SPAIN: At 0030hrs, U-77 reached the Spanish port of Vigo and was serviced by the German tanker Bessel. The U-boat left harbour at 0525hrs.
MEDITERRANEAN SEA: Last night Force K from MALTA
attacks an Italian convoy sinking seven transports and one escort, the destroyer
Fulmine. Force K consists
of three light cruisers including HMS Aurora (12) and Penelope (97) and two destroyers,
HMS Lance (G 87) and Lively (G 40).
Bruno Brivonesi commands the 3rd Division (now comprising heavy cruisers TRIESTE
and TRENTO plus four destroyers) assigned as the cover force for a badly-needed
convoy, known as the "Duisburg" convoy to the Germans (because the
German merchant ship of that name was included in it) and the "Beta"
convoy to the Italians. It consisted of seven ships carrying 34,000 tons of
material, including 17,000 tons of fuel and 389 motor vehicles, with close
escort of seven destroyers. In addition, 64 Italian aircraft (including six
seaplanes) plus eight German planes allowed an escort of eight aircraft overhead
from dawn to dusk.
The British though, attacked at night with the advantages of radar (which the
Italians didn't) and prior intelligence from Ultra (the British code breaking
efforts had cracked the Italian C38m code, which was used for communications
between Italian forces at sea and their land-based HQ). Ultra had provided the
British with the position and route of the convoy.
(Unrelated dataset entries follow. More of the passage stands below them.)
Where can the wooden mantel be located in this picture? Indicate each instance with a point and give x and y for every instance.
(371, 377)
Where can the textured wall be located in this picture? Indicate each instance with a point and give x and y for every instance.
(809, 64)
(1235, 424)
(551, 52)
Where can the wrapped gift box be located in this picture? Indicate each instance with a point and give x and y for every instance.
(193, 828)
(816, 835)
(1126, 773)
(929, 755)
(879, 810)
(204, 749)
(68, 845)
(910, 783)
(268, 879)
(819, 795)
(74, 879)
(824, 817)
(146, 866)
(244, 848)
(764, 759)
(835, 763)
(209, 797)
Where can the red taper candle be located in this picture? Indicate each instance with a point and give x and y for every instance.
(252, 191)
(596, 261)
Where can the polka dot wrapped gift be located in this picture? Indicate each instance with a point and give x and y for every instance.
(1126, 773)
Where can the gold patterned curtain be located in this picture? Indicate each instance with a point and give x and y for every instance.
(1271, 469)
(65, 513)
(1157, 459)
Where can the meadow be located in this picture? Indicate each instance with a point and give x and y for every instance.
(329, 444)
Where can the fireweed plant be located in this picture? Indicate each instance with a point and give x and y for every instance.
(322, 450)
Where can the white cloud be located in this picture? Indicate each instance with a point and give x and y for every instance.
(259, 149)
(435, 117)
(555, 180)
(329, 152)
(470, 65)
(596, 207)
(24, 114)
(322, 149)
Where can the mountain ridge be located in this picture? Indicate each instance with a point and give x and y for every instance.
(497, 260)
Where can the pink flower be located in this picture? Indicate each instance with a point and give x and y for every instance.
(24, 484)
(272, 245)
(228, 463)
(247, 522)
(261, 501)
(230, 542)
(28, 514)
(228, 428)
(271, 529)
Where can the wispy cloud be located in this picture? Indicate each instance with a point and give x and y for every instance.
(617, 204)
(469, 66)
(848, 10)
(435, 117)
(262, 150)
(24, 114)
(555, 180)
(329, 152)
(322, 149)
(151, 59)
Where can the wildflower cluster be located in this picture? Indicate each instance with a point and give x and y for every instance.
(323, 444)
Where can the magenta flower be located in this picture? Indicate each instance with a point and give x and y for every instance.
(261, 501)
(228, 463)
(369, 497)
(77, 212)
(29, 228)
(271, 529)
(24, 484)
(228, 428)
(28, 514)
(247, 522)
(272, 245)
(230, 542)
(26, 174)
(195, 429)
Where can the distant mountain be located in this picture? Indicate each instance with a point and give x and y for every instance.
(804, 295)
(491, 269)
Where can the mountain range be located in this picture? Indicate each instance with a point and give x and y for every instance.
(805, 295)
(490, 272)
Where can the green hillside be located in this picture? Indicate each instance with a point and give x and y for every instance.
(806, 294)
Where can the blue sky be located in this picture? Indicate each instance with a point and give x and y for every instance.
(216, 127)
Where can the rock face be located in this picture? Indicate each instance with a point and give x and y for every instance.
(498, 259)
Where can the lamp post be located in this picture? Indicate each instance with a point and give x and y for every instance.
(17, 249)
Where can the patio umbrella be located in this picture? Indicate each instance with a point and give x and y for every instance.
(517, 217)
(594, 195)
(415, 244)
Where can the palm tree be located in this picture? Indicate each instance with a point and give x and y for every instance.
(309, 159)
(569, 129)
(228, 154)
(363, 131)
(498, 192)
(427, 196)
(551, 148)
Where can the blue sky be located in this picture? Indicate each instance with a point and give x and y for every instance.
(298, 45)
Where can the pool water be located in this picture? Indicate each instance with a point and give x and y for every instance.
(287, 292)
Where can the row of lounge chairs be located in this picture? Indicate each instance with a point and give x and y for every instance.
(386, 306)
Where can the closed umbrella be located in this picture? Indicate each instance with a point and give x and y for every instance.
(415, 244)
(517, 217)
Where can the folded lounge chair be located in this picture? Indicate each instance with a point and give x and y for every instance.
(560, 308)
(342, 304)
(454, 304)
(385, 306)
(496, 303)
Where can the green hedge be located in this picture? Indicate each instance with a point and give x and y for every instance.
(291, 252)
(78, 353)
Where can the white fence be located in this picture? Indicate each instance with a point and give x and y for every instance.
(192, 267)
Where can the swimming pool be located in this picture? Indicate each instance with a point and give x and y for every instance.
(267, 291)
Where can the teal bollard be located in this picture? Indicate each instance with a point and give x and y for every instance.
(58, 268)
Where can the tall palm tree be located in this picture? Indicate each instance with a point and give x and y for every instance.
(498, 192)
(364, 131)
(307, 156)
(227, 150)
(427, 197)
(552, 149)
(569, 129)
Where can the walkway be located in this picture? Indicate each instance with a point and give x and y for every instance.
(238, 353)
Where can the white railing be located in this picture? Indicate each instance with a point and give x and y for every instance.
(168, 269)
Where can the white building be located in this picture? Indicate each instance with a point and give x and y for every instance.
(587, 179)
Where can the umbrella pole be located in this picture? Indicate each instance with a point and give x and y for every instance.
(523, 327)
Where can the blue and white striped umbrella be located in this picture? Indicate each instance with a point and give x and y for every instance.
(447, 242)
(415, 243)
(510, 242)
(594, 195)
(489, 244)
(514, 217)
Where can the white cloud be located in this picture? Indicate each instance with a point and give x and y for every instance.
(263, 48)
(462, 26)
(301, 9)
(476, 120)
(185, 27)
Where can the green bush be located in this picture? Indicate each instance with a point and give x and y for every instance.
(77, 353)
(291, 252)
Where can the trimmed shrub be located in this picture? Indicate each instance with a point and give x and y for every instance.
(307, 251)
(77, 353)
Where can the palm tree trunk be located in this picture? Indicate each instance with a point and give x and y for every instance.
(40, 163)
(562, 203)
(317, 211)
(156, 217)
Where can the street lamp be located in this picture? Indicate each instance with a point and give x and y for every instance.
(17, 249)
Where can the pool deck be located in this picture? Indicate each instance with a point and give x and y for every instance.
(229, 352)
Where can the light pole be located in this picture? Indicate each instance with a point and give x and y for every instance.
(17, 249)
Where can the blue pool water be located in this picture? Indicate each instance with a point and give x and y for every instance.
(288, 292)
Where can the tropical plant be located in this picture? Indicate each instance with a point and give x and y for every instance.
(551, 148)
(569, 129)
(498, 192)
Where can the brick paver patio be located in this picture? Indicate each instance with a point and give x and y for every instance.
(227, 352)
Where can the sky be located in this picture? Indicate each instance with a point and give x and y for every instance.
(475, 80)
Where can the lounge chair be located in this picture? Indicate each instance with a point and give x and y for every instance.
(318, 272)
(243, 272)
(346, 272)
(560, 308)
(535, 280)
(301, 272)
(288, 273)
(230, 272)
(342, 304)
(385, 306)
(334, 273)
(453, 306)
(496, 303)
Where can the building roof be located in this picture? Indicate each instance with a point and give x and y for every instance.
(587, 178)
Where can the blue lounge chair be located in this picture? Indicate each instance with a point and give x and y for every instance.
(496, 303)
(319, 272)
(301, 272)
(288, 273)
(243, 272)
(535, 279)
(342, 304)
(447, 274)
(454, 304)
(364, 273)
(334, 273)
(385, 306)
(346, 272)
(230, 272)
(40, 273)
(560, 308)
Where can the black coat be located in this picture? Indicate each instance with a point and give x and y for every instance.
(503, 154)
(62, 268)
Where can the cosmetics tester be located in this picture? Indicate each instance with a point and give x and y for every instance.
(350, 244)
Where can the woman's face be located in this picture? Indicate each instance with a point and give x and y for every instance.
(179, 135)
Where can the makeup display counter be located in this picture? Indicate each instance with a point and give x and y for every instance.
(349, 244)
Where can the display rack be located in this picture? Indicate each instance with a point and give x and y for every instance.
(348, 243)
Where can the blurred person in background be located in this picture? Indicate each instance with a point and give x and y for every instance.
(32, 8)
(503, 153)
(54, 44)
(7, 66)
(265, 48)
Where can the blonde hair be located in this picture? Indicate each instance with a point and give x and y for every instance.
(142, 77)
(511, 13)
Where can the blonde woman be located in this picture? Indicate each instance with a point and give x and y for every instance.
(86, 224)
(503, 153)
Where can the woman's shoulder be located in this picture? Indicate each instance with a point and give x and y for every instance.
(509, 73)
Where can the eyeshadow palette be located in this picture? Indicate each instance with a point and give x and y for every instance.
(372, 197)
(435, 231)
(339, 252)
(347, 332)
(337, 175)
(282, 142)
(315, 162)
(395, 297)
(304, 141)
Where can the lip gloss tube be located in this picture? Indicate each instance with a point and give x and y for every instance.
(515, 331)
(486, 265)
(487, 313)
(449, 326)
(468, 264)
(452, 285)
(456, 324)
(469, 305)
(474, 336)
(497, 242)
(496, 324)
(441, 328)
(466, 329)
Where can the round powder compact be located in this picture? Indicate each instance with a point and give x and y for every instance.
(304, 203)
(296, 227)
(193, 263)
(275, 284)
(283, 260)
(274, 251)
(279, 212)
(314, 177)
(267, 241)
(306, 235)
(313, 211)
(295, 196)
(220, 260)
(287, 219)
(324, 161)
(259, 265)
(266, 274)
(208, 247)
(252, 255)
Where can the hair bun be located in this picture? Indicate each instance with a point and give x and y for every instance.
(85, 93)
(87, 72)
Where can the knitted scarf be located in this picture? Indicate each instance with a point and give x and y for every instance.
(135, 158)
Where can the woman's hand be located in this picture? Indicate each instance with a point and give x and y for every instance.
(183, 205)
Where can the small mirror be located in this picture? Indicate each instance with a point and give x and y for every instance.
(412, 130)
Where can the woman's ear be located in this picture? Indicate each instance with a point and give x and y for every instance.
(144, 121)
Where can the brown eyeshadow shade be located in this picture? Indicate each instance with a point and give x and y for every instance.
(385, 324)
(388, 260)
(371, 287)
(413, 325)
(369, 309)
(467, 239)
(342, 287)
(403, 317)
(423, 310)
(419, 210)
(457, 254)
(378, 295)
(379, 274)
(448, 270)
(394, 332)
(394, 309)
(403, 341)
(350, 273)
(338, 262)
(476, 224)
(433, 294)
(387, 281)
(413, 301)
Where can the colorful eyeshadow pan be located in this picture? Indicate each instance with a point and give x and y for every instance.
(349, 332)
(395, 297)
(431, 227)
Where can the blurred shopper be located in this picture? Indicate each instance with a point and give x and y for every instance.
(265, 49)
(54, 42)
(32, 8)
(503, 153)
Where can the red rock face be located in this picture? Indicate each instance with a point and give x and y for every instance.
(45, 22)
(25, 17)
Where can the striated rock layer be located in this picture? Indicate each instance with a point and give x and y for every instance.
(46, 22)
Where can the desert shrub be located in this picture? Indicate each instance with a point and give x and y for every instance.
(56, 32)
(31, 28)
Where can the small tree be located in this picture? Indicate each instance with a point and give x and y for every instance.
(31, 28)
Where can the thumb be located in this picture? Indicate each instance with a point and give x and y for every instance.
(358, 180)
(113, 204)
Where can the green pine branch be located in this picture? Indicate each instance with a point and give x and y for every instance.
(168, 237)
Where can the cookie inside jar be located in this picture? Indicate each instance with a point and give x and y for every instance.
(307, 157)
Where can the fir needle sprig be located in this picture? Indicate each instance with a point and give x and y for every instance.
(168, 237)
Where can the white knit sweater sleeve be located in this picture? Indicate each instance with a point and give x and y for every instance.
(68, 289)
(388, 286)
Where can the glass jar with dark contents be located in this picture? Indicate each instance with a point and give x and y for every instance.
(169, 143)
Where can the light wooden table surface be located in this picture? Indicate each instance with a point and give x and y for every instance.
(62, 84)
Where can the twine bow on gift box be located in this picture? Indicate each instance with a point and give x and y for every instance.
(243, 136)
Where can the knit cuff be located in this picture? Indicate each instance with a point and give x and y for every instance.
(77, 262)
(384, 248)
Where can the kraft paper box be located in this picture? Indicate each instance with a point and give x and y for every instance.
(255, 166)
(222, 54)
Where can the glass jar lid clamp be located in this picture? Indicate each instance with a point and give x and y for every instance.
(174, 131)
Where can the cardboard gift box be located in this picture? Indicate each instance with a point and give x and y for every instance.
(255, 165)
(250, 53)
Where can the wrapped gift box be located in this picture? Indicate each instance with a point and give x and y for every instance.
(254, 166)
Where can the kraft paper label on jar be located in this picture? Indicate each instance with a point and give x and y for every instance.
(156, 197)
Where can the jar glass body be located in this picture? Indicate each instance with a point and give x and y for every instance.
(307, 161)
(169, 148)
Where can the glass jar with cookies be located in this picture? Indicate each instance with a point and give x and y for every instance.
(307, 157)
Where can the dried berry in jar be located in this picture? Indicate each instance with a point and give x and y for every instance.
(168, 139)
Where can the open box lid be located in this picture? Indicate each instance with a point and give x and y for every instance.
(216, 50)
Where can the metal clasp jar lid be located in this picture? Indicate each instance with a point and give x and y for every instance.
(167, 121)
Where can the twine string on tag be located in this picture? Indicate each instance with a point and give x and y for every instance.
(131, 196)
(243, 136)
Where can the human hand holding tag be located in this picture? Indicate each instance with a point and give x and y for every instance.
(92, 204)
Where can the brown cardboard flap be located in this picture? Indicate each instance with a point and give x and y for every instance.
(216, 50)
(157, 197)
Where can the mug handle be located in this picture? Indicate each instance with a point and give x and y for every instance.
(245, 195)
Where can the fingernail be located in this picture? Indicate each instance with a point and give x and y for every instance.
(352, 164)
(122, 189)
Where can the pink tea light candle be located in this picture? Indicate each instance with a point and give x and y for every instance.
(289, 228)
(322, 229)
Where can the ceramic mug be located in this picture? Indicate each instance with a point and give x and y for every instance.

Force K made radar contact at a range of eight miles, and manoeuvred unseen into
perfect attack position (not only down-moon, meaning the convoy was silhouetted
by moonlight, but also waiting until Brivonesi's big ships were on the opposite
tack, ten miles away and with the convoy between them and the British). The
resulting action was a slaughter. The British first opened up-- at point-blank
naval range, a mile and half to a mile and three-quarters-- on the three nearest
destroyers of the close escort. They sank one, induced the other to retire at
high speed (the third made smoke and tried to attack), and then sank all seven
ships of the convoy before Brivonesi could come to the rescue. The Italian
admiral chased the departing raiders, straddling enemy ships twice at ranges of
five-and-a-half to ten miles, but eventually giving up a stern chase against
faster vessels. Later, while rescuing survivors of the shipwrecks, the destroyer
Libeccio is torpedoed and sunk by the British submarine HMS/M Upholder (N 99). (Mike Yaklich)
COMMONWEALTH OF THE PHILIPPINES: 3rd Pursuit Squadron receives 25 P-40E’s. (Marc Small)
CANADA: Minesweepers HMCS Gananoque (pictured) and Nipigon commissioned.
UNITED STATES: The keel of the Liberty ship SS Robert E. Peary is laid at the Permanente Metals Corporation (Kaiser) No.2 Yard in Richmond, California, at 0001 hours. The 250,000 parts weighing about 7,000 tons (6 350 metric tonnes) are assembled in 4 days, 15 hours and 29 minutes and she is launched on 12 November. The ship survives the war and is scrapped in June 1963.
ATLANTIC OCEAN: Martlet aeroplanes from HMS AUDACITY shoot down two Focke-Wulf FW200s during an attack on Convoy ON-76.
During heavy weather a lookout on U-124 broke his arm.
ICELAND: U.S. Naval Operating Base, Iceland, is established.